The microstructural analysis on the fracture surfaces of fatigue specimens of T3 temper was analysed in a relevant publication of the author [23], where it was found that the precipitates at the fractured area were either stretched or fragmented. This implies that the by-passing mechanism is mainly shear in dislocation movement in this temper. The SEM analysis revealed that during UA temper, the precipitants formed agglomerations in fine distribution, forcing the shear planes to bypass them and not break through. This is well bonded with the documentation of the present study regarding the increased width of the precipitates over ageing time. Finally, the precipitates play a role in the low fatigue life at the PA temper, as multiple crack initiation points were found due to the formed precipitates, assessed in fine distribution forming agglomerations, but also scattered within the grains.
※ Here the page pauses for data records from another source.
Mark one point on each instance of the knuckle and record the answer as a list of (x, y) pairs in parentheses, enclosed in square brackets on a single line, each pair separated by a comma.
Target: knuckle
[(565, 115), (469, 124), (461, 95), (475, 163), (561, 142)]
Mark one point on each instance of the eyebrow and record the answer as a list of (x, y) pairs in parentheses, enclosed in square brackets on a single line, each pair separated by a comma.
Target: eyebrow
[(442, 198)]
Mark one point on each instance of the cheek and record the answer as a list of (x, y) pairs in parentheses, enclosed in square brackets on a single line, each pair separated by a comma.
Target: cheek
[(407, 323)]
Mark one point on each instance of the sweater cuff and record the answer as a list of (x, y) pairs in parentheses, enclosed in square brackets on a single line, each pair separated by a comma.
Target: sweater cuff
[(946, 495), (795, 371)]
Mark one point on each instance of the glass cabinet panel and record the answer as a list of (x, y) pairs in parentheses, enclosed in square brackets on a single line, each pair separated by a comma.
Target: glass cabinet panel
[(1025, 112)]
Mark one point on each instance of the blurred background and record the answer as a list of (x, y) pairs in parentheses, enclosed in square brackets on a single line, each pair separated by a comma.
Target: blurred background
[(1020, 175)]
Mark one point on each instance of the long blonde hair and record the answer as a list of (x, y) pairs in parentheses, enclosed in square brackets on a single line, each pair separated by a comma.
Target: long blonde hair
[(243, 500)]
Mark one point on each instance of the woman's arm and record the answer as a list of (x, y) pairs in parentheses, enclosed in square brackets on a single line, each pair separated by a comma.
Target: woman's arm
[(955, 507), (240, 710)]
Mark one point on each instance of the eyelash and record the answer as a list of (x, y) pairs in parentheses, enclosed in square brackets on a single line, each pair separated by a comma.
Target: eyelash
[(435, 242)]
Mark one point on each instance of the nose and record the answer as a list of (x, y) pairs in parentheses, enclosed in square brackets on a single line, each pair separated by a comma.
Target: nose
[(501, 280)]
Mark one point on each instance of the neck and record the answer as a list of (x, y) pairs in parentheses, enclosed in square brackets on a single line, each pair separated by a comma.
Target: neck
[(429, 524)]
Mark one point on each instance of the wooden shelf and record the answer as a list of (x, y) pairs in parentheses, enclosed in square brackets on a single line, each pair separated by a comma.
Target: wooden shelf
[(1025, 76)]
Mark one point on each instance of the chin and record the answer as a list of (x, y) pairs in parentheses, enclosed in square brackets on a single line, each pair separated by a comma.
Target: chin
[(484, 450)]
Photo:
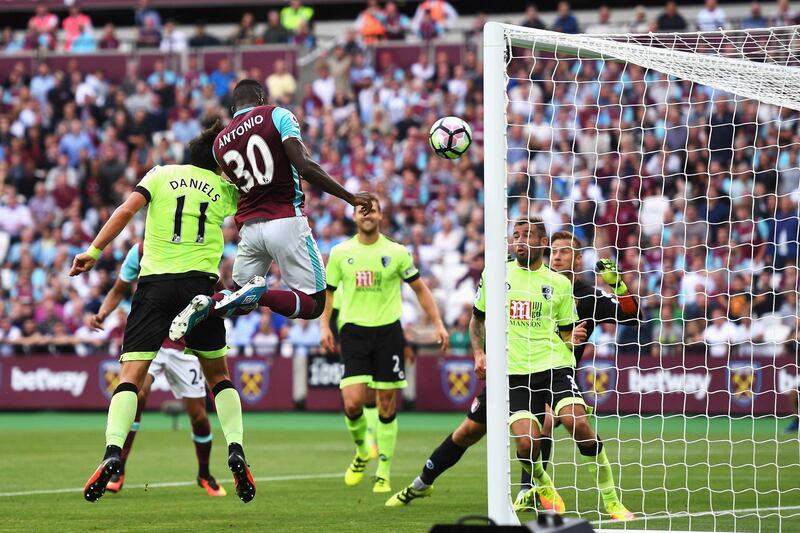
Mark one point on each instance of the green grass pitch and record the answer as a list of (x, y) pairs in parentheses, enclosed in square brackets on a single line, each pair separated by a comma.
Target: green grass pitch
[(300, 459)]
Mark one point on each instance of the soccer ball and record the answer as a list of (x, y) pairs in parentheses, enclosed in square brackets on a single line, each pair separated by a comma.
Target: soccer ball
[(450, 137)]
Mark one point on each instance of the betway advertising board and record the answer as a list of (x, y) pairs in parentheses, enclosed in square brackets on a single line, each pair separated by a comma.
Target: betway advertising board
[(87, 383), (629, 384)]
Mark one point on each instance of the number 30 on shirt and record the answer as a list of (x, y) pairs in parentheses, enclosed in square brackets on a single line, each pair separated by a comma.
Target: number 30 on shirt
[(248, 174)]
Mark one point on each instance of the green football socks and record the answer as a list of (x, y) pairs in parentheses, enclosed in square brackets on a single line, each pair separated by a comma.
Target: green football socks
[(358, 431), (387, 439), (121, 413), (229, 412)]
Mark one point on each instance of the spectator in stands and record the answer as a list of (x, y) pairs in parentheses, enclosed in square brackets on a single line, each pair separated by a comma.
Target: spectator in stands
[(639, 24), (246, 31), (202, 38), (440, 11), (144, 12), (670, 19), (532, 19), (74, 25), (42, 83), (303, 37), (275, 33), (324, 85), (756, 19), (149, 34), (370, 23), (603, 24), (222, 77), (711, 17), (74, 141), (296, 13), (86, 42), (785, 15), (396, 23), (44, 23), (173, 40), (108, 40), (281, 84), (565, 21), (14, 215), (361, 73), (427, 27)]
3.3. Effect of Artificial Ageing on Corrosion Susceptibility

Figure 4 presents the impedance spectra of AA2198 in the different ageing tempers. From the Nyquist plots shown in Figure 4, significant differences in the impedance values were noticed, revealing that the aged specimens exhibited essential degradation of impedance when compared to T3 reference material (Figure 4a). Nevertheless, the corrosion degrading effect was more intense in the T3 temper and especially in the first stages of the corrosion attack. This is better shown in Figure 5, where the corrosion resistance, represented by the charge transfer resistance R_CT (or R₂ in the embedded equivalent circuit model), is presented. As can be noticed in Figure 5, the R_CT values for the T3 temper (shown in black solid squares) are significantly higher than the respective of the aged specimens, but the degradation rate (slope of the curve) is lowered with increasing ageing time. The higher corrosion susceptibility of the artificially aged specimens, revealed by the lower R_CT values, especially at the early stages of corrosion, can be attributed to the precipitation of second-phase particles, which have different corrosion potential from the matrix and trigger galvanic corrosion nucleation. Nevertheless, the precipitation coarsening and the formation of agglomerations in later ageing tempers, as was already mentioned in the previous paragraphs, enhance the blocking phenomena on dislocations, and therefore put extra barriers for corrosion propagation.

4. Conclusions

The results of the present investigation revealed that artificial ageing plays a pivotal role in both the mechanical and corrosion behaviour of AA2198-T3. This is highly attributed to the transformations of the second-phase precipitates, which take place during ageing, i.e., increase in T₁ precipitate size, decrease in density, as well as increase in PFZs width with increasing ageing time. The degradation rate of resistance to corrosion attack (R_CT) was found to decrease with increasing ageing time in the following sequence: T3 > UA > OA > PA.